One of the major challenges in clinical trials persists in patient recruiting, which typically results in research time delays. Which strategies are often utilized by CRAs and CROs to improve selection? What effects do geography, culture, and medical conditions have on the success of recruitment? Are these problems being addressed by new ideas or innovative solutions (such as virtual trials)?
Virtual trials and telemedicine have certainly bolstered the inclusivity of recruitment, but another promising development is the use of real-world data (RWD) and artificial intelligence (AI) to select subjects more efficiently. There are CROs who are now increasingly partnering with hospitals and electronic health record (EHR) systems to flag eligible patients based on clinical data in real-time. This expedites the recruitment process and ensures more representative study populations, as there would previously be bias as certain populations would be more inclined to find trial opportunities and then volunteer for them.

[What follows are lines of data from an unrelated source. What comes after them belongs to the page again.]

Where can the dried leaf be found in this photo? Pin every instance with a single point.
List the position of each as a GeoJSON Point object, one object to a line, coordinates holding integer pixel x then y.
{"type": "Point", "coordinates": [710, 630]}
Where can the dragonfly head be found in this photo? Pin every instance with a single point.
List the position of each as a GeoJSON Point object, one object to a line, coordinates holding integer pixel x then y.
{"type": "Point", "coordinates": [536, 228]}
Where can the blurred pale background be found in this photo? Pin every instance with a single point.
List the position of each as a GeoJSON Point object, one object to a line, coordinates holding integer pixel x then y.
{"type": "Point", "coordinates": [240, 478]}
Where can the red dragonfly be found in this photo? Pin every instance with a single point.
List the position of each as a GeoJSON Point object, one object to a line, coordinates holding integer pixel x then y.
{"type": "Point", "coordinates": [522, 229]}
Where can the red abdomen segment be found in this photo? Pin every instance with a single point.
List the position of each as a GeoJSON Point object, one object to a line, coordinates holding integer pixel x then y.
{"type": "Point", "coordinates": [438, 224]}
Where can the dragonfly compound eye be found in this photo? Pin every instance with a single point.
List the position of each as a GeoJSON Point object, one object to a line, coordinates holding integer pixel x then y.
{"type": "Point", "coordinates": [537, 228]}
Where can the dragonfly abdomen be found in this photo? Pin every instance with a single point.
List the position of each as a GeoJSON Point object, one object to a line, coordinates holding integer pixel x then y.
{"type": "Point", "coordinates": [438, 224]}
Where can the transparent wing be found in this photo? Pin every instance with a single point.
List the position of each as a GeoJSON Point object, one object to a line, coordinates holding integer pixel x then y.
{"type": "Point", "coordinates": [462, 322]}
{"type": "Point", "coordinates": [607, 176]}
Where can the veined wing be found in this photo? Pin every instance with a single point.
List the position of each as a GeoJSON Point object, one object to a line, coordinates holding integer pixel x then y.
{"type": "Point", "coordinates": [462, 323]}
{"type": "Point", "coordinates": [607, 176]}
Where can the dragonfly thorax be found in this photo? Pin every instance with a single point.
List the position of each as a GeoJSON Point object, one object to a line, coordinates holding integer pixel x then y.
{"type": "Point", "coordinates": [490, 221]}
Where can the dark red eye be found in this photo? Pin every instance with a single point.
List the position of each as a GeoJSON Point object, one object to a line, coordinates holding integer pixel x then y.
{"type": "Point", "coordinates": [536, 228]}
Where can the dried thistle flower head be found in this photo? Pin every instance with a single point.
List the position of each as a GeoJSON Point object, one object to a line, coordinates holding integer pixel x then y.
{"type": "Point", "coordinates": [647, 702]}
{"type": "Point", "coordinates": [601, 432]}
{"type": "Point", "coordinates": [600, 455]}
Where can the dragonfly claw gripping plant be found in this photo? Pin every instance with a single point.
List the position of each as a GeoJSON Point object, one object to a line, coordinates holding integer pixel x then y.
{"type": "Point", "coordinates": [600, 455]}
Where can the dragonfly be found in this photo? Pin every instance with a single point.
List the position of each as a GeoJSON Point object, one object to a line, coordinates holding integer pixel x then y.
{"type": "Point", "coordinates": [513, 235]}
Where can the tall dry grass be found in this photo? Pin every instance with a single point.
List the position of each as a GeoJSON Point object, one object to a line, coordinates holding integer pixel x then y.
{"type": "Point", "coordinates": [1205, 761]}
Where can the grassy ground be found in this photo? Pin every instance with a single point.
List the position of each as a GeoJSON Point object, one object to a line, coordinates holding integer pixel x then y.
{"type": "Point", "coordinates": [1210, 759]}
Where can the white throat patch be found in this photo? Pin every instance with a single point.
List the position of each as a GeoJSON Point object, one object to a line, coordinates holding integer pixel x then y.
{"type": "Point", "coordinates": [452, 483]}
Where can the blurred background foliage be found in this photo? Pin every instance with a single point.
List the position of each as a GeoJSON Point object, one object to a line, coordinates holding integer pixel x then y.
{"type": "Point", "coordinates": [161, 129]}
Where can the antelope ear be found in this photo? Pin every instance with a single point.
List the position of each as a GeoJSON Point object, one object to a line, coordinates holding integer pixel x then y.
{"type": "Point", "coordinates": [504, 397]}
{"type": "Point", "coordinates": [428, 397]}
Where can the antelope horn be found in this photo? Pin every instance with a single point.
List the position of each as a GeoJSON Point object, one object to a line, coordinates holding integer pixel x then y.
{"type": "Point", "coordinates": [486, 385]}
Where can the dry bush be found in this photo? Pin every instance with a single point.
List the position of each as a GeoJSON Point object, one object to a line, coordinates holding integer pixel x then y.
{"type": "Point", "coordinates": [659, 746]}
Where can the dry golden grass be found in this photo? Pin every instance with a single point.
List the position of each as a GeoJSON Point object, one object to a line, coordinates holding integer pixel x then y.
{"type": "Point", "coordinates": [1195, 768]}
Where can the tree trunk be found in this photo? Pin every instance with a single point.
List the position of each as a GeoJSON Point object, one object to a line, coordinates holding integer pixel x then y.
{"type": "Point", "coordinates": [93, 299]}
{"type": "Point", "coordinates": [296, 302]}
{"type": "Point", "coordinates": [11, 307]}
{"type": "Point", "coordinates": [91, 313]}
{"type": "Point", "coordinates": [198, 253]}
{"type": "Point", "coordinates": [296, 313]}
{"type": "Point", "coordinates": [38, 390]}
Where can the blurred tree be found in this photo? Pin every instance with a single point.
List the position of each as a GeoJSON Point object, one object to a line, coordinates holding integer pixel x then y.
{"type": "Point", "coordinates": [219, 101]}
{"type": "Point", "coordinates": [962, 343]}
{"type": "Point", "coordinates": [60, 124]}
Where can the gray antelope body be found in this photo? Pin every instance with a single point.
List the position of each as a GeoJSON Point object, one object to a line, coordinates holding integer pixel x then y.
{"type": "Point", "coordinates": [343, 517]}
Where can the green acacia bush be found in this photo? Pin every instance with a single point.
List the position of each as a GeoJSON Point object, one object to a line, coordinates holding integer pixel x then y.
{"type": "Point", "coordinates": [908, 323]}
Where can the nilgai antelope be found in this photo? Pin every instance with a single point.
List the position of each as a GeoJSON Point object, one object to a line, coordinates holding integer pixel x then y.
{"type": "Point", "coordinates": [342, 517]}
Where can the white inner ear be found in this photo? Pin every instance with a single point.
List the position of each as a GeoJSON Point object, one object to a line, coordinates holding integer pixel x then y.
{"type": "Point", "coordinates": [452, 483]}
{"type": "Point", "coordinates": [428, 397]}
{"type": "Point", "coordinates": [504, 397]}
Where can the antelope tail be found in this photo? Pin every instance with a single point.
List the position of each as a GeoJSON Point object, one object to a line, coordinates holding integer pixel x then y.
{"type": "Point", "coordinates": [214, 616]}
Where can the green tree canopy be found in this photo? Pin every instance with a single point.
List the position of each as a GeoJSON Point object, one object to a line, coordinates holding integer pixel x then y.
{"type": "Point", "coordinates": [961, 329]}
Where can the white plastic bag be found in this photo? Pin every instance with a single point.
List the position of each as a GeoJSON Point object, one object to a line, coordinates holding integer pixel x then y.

This also addresses cultural factors as in some regions, mistrust in research due to historical/systemic issues have dissuaded patients from joining clinical trials. However, to more directly address this issue and remove access barriers, sponsors now are implementing community engagement initiatives--ensuring added transparency about trial benefits and risks.
Based on this discussion, what do you think about relying on digital and AI-driven recruitment? Is this a good solution on including underrepresented populations, making trials more representative? Or is there need for improvement? More specifically, how can other underserved populations (e.g., elderly people with unreliable internet access) be more included?
I think digital tools and AI are helping find eligible patients faster, but one challenge that still gets overlooked is the actual burden of participating. Even if someone wants to join, things like transportation, work schedules, childcare, or needing a caregiver can make it really hard.
CROs and CRAs could help by making trials more patient-friendly, such as offering flexible appointment times, transportation support, or occasional at-home check-ins. Also, building trust through ongoing partnerships with local clinics and community groups can make people more comfortable joining in the first place.
So while virtual trials and AI are great, they work best when paired with real, human-centered support that makes participation realistic for everyone, not just those with easy access.
While virtual trials can help with reaching as many patients as possible, this approach has drawbacks to it as well. The main benefit of virtual trials is of course, the ability to reach the maximum number of possible participants across a much more diverse population as opposed to one which is fixed to a single location may only be able to recruit from the local city and towns. This does result in the ability to ensure a diverse and hopefully less biased participant group to avoid unknown bias that may result in recruiting from a single area. However, virtual trials may prove much more difficult to manage than in person ones. It will likely be much more difficult to ensure patients properly follow instructions, and patients will likely feel less engaged in a virtual setting compared to a in person one. So while, you will be able to reach a larger participant pool it may be necessary to select people who are more eager or willing to actively participate and provide honest feedback. Ultimately, in a virtual trial it may be more effort for the CROs and CRAs to ensure active participation.